Additionally, case definitions can change during an outbreak, especially one caused by a novel pathogen. For example, an unexpected spike in COVID-19 cases in Hubei province, China, occurred on 12 February 2020 when clinical, unconfirmed cases were retrospectively added to incidence data (figure 3). Similarly, the US CDC added probable cases to its case definition in April 2020; however, states do not consistently report these data.15 Changes in the case definition can have a substantial effect on the proportion of all infections identified as cases as time progresses.16
Composite sources for COVID-19
There has been a proliferation of composite data sources created as a result of the scale of the COVID-19 pandemic.17 18 Each composite source uses a different approach to compile data and address the issues previously discussed.
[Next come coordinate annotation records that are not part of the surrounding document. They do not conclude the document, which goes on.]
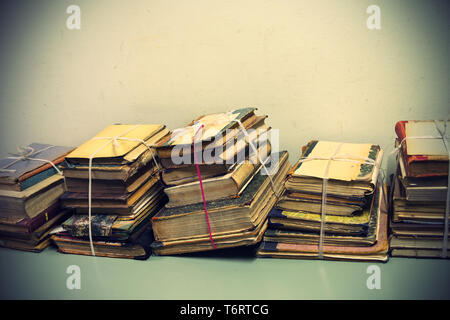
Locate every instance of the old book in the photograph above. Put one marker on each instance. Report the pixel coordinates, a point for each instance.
(228, 215)
(129, 205)
(20, 175)
(376, 252)
(229, 185)
(25, 246)
(13, 224)
(110, 227)
(32, 201)
(355, 178)
(419, 211)
(226, 161)
(35, 241)
(218, 133)
(423, 157)
(139, 159)
(312, 203)
(423, 188)
(241, 238)
(136, 247)
(347, 225)
(276, 233)
(119, 151)
(113, 187)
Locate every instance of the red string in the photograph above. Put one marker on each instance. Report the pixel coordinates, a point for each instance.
(201, 187)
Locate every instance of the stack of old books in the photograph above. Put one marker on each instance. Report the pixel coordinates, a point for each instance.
(30, 186)
(239, 185)
(118, 171)
(420, 191)
(354, 225)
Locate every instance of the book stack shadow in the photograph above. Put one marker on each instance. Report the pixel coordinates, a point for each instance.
(238, 191)
(419, 192)
(355, 216)
(125, 193)
(30, 187)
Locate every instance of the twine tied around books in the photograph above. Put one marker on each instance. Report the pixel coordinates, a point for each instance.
(444, 137)
(115, 141)
(255, 150)
(26, 153)
(334, 157)
(197, 126)
(201, 187)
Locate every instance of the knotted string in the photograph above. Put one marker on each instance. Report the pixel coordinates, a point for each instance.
(334, 157)
(24, 155)
(115, 141)
(442, 135)
(201, 187)
(255, 150)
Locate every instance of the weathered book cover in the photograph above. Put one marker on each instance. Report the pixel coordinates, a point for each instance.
(19, 171)
(243, 200)
(424, 157)
(119, 151)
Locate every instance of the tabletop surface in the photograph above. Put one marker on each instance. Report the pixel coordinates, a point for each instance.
(229, 275)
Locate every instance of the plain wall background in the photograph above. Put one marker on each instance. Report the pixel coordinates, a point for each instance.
(312, 66)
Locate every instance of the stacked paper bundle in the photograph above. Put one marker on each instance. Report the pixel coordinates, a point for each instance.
(221, 201)
(30, 186)
(114, 187)
(419, 221)
(332, 206)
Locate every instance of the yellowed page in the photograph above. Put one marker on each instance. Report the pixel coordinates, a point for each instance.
(88, 148)
(431, 147)
(339, 170)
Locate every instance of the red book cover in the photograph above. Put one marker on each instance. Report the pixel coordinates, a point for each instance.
(420, 166)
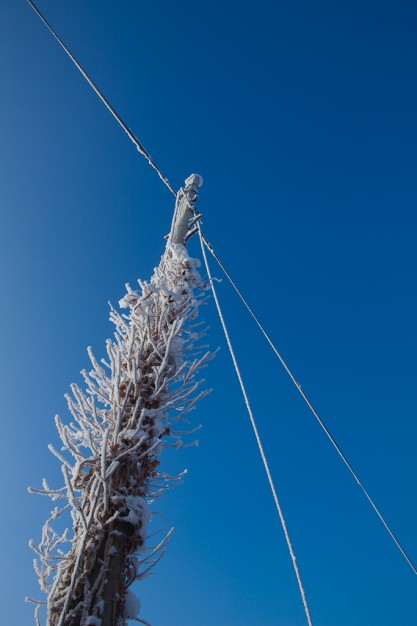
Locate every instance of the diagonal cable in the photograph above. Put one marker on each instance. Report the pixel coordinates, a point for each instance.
(257, 435)
(102, 97)
(311, 407)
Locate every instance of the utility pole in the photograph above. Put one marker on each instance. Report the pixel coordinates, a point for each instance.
(122, 421)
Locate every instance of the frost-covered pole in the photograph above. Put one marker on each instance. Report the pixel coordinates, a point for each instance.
(129, 412)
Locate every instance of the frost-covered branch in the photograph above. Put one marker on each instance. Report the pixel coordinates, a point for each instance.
(110, 451)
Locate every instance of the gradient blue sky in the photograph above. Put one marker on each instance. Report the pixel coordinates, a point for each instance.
(301, 116)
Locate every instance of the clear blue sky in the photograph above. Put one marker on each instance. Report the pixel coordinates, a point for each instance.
(301, 117)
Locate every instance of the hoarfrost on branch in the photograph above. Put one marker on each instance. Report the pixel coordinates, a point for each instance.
(127, 414)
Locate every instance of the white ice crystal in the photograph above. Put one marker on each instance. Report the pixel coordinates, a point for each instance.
(123, 420)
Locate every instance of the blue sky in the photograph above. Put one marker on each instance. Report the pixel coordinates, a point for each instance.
(301, 118)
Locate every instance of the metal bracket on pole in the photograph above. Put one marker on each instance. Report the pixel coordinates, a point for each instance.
(185, 214)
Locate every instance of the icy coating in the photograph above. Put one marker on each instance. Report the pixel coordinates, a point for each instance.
(128, 413)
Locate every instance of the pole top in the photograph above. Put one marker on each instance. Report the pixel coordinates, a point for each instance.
(182, 223)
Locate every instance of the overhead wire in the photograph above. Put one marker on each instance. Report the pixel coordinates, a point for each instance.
(102, 97)
(256, 431)
(165, 180)
(310, 405)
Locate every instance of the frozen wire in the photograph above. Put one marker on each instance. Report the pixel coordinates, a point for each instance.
(112, 110)
(257, 435)
(311, 407)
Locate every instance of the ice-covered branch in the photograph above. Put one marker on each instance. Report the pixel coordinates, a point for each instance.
(109, 455)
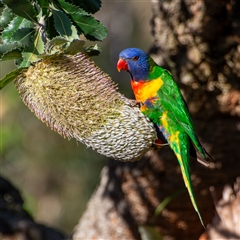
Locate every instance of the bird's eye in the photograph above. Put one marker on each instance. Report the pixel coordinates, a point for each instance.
(135, 58)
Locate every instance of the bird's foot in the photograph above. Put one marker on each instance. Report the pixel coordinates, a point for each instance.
(135, 103)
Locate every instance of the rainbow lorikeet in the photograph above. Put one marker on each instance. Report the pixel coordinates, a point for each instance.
(163, 103)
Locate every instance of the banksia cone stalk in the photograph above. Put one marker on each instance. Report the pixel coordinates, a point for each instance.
(77, 100)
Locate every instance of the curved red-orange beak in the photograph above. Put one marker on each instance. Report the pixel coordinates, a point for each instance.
(122, 65)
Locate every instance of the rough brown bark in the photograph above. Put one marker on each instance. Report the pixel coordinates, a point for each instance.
(198, 41)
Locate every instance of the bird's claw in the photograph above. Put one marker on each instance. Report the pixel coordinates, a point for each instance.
(135, 103)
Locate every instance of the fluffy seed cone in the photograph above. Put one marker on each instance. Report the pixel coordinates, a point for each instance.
(77, 100)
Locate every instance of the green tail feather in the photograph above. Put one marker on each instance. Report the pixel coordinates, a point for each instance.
(181, 150)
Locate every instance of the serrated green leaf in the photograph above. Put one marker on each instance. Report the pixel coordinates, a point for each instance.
(90, 6)
(70, 8)
(14, 25)
(149, 233)
(23, 35)
(6, 17)
(51, 30)
(62, 23)
(14, 54)
(92, 50)
(6, 48)
(58, 40)
(75, 47)
(31, 53)
(9, 77)
(44, 4)
(55, 43)
(23, 8)
(90, 26)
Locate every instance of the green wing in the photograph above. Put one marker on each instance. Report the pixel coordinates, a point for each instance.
(172, 101)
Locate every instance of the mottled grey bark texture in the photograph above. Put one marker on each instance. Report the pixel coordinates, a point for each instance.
(198, 41)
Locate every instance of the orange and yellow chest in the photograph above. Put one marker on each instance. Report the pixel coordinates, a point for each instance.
(145, 90)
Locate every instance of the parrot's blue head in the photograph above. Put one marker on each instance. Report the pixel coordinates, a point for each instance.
(136, 62)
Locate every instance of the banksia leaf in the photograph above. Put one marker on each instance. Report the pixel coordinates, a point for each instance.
(76, 99)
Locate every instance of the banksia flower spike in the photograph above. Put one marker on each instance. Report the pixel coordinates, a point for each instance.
(59, 82)
(78, 100)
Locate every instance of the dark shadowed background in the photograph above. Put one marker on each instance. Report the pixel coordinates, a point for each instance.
(57, 176)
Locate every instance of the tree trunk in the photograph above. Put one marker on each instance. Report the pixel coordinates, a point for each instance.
(198, 41)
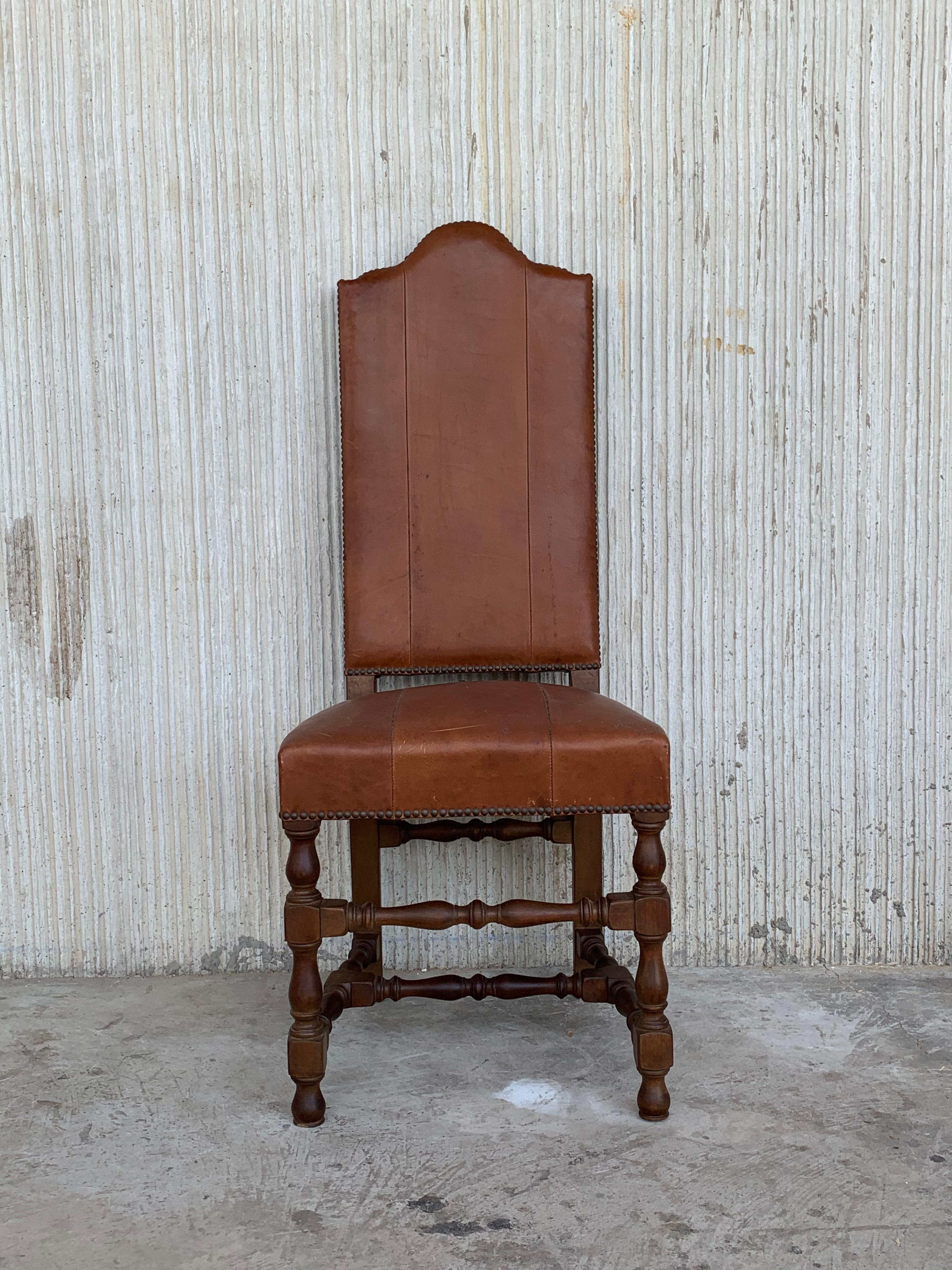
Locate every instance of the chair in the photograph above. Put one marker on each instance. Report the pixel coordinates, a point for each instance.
(469, 466)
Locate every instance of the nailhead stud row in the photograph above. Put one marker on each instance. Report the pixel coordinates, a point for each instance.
(461, 670)
(426, 815)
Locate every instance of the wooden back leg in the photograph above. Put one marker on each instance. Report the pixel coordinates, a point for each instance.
(365, 874)
(587, 873)
(308, 1039)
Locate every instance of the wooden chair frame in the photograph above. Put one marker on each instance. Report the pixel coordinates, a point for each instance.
(597, 977)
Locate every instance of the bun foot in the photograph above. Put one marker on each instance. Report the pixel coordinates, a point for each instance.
(654, 1099)
(309, 1107)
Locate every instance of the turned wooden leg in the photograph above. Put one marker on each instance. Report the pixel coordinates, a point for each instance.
(587, 872)
(308, 1039)
(652, 1033)
(365, 874)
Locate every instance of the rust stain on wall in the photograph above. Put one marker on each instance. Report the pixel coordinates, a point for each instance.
(23, 591)
(71, 583)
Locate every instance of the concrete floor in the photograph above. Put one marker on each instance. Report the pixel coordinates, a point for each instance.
(145, 1123)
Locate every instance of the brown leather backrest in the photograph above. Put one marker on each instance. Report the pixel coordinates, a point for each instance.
(468, 417)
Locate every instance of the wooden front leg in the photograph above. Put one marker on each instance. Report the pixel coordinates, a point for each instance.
(308, 1039)
(654, 1047)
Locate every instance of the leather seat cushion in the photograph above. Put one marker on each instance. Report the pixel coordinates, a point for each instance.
(488, 747)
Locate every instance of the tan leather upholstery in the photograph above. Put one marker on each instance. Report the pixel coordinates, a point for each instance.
(474, 748)
(468, 441)
(470, 543)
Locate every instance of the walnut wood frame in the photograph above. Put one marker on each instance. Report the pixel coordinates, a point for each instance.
(309, 919)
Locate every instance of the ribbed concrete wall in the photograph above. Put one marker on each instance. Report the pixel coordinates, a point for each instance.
(761, 195)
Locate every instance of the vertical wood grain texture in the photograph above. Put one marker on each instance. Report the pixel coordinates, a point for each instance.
(761, 193)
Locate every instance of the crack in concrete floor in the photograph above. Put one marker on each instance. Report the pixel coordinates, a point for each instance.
(146, 1124)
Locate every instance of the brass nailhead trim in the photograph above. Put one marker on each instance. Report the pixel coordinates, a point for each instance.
(475, 670)
(434, 813)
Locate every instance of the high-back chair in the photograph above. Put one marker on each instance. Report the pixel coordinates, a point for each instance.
(468, 420)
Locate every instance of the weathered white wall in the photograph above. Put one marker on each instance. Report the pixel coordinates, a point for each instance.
(761, 193)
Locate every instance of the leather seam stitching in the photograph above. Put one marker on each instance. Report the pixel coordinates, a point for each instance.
(551, 747)
(393, 733)
(529, 466)
(409, 515)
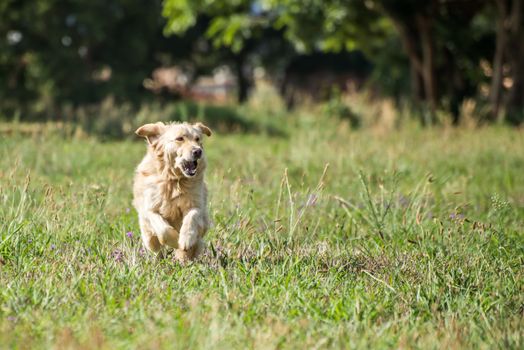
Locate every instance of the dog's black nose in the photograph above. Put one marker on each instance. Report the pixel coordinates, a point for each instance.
(197, 153)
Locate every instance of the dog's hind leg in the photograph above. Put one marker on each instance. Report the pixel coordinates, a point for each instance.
(149, 239)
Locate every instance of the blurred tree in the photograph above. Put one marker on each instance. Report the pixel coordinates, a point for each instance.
(509, 54)
(239, 27)
(75, 52)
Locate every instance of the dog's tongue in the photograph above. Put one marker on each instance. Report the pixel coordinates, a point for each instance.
(190, 167)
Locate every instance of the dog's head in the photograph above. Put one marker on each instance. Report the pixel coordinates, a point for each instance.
(178, 145)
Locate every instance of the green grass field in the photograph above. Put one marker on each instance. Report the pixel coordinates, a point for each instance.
(408, 239)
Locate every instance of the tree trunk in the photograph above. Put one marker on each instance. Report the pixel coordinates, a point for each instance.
(428, 64)
(495, 94)
(243, 82)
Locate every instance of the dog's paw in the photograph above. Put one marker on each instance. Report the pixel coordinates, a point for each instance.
(187, 240)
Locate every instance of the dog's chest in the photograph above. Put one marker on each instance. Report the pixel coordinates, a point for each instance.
(174, 209)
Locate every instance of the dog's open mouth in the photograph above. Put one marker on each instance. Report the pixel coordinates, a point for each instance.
(189, 167)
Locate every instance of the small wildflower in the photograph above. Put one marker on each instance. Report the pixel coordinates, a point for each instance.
(312, 200)
(118, 255)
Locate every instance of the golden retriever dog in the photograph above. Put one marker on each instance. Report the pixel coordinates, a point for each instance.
(170, 195)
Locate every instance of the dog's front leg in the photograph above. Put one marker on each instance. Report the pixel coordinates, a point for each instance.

Differences can be due to the specific use-cases intended for a dataset—for example, visualising cases/deaths temporally in near real-time, forecasting or disease modelling.18 The way compilers transfer and analyse the complex epidemiological data can also create differences between the compiled sources.5
Composite sources also differ in the spatial granularity of data provided, which may be due to the availability of data or the amount of labour required to compile such large datasets.19 No publicly available compilation dataset contains all available subnational data for the COVID-19 pandemic. In addition, location names may differ, depending on the source of standardisation. For example, Johns Hopkins University uses the US State Department country designations,20 and Metabiota uses Google Geolocation API for naming standardisation.21 More information on some composite sources is shown in online supplemental appendix 1.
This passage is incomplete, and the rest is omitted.